The app first appeared on the Play Store in March, and has fewer than 1,000 downloads, according to data from app store intelligence firm Sensor Tower.
It’s only available to users in India for the time being, and is supported on devices running Android 5.0 or higher.
Like most “lite” apps, the new browser is a small download — it’s less than 2 MB in size. That’s much smaller than other browsers, including Chrome (21MB), Edge (54.5MB), Firefox (19.9MB) and Opera (14.7MB), according to an analysis by appFigures.
The browser’s Google Play description also notes that it’s “private,” as it doesn’t ask for extra permissions or collect private data like other browsers do. This seems to indicate that it’s meant to be something of a competitor to other private mobile browsers, like Firefox, which blocks website trackers.
The browser additionally supports Private tabs, so you can browse without saving visits to your history, plus other features like tab previews, an automatic full-screen mode and integrated news reader of sorts.
In fact, the news reading experience is another telling indication that the browser is only meant for Indian users.
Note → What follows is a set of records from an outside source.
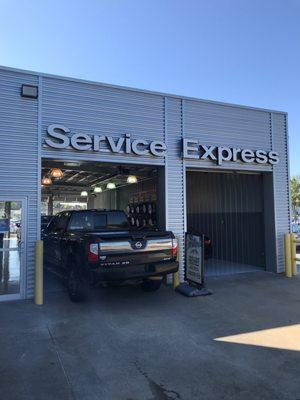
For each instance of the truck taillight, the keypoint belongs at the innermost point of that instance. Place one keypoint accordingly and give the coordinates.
(93, 252)
(174, 247)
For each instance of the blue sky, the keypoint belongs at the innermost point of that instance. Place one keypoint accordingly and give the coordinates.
(238, 51)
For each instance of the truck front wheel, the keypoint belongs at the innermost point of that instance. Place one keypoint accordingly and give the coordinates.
(151, 285)
(76, 288)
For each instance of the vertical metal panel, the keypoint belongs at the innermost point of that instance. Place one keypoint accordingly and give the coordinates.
(215, 124)
(281, 184)
(19, 154)
(98, 110)
(175, 175)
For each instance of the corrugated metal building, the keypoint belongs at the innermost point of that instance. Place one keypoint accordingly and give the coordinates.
(241, 197)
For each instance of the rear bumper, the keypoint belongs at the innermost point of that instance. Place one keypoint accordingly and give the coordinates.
(134, 271)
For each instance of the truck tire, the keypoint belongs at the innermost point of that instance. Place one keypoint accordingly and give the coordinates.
(76, 288)
(151, 285)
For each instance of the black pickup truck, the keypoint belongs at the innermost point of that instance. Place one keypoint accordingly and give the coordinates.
(92, 246)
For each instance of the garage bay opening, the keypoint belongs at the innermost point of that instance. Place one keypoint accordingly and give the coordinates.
(228, 208)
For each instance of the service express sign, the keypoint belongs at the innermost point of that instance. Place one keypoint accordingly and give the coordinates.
(194, 257)
(61, 137)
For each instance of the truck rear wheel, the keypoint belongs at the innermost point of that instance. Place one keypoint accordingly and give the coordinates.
(76, 288)
(151, 285)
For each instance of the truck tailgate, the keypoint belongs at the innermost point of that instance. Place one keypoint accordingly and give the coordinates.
(135, 251)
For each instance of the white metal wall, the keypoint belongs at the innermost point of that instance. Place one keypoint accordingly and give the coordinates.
(98, 110)
(19, 155)
(94, 108)
(281, 184)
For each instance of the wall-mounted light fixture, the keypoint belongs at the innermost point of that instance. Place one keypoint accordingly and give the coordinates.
(29, 91)
(46, 181)
(111, 185)
(56, 173)
(132, 179)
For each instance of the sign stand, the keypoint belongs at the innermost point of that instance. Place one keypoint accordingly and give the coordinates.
(194, 267)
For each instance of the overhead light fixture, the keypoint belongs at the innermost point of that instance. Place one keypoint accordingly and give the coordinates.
(111, 185)
(72, 164)
(56, 173)
(46, 181)
(132, 179)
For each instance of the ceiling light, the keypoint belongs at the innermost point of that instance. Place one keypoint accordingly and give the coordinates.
(72, 164)
(111, 185)
(132, 179)
(56, 173)
(46, 181)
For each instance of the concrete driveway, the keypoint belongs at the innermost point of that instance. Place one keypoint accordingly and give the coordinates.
(129, 345)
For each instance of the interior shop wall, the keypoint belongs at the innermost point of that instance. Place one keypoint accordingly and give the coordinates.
(229, 208)
(106, 200)
(151, 190)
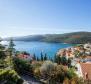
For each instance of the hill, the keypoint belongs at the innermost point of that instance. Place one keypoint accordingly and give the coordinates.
(75, 37)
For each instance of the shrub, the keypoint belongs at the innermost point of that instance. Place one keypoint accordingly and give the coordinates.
(9, 76)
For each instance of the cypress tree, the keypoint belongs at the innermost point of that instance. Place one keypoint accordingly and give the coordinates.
(45, 57)
(34, 56)
(42, 56)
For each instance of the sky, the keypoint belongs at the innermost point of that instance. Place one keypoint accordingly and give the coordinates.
(27, 17)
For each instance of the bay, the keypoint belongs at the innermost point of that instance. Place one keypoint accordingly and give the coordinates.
(37, 47)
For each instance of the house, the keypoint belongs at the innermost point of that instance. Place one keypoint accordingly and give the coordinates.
(25, 57)
(84, 70)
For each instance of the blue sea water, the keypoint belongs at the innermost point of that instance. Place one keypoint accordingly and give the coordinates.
(37, 47)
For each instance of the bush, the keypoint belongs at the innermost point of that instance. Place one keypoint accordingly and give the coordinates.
(9, 76)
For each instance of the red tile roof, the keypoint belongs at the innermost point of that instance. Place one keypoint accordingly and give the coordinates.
(86, 70)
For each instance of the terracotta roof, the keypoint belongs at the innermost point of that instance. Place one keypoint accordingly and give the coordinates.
(86, 70)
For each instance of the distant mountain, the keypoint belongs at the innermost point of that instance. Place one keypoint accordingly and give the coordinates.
(75, 37)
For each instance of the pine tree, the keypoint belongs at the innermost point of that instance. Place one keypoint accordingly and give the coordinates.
(11, 47)
(11, 50)
(37, 59)
(45, 57)
(42, 58)
(34, 56)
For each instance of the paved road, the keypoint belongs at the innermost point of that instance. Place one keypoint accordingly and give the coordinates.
(29, 80)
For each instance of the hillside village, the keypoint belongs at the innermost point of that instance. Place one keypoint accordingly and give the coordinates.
(81, 59)
(70, 66)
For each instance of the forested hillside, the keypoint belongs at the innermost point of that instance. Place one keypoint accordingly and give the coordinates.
(75, 37)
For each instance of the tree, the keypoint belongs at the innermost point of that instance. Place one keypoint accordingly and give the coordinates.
(11, 50)
(11, 47)
(63, 60)
(42, 56)
(45, 57)
(38, 59)
(34, 56)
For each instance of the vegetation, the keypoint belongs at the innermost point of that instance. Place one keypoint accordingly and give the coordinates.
(75, 37)
(9, 77)
(7, 74)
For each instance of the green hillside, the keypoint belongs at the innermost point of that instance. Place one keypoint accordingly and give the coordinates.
(75, 37)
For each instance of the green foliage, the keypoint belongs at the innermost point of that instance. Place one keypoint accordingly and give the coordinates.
(9, 77)
(45, 57)
(22, 65)
(34, 57)
(11, 48)
(75, 37)
(42, 58)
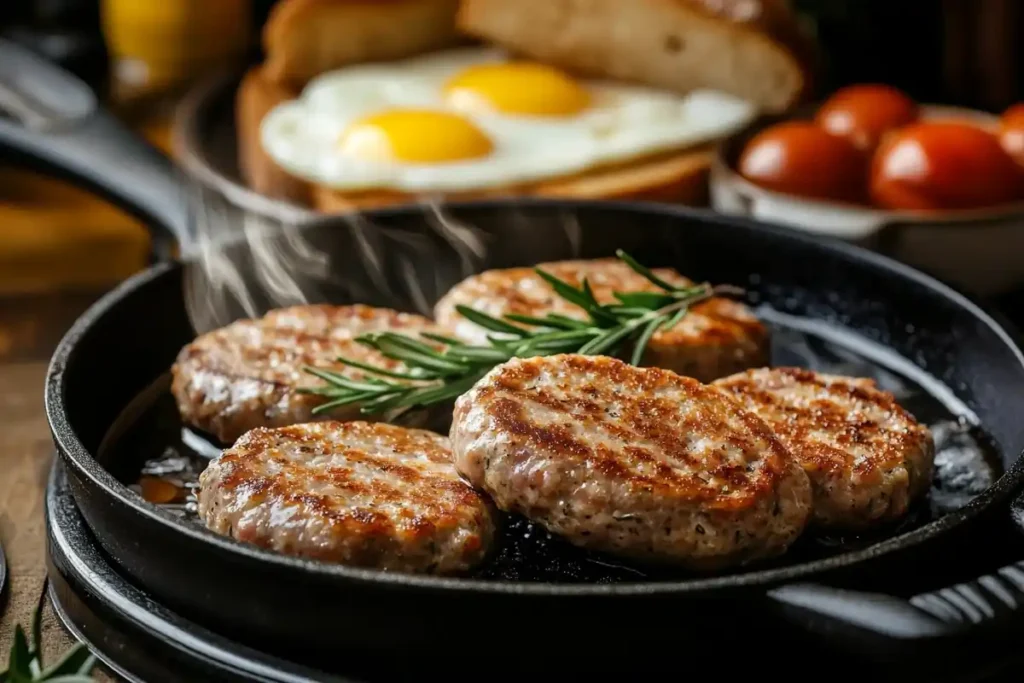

The app’s description notes the browser homepage is designed to keep you up-to-date with news, cricket and entertainment from top sources. Yep, cricket — the most popular sport in India.
And finally, the “feedback” email on Google Play points to Amazon India, which indicates it was built by that team.
In addition to the new browser, Amazon also offers a Kindle Lite app in India.
The company is not alone in building lightweight mobile apps for emerging markets.
Facebook also offers “lite” versions of its apps, like Facebook Lite and Messenger Lite, to reach users with limited connectivity and access to data. Google has also rolled out a suite of lightweight mobile apps under the “Go” branding. Some of these, like Gmail Go, only come pre-installed on select devices. Others, meanwhile, are available through Google Play for anyone to download, like YouTube Go, Files Go, Google Go, Google Maps and Google Assistant Go.
It is interesting, however, that Amazon didn’t adopt a similar strategy by offering a “lite” version of its existing Silk browser, but has instead built something new.
Amazon has not yet returned a request for comment about the new app.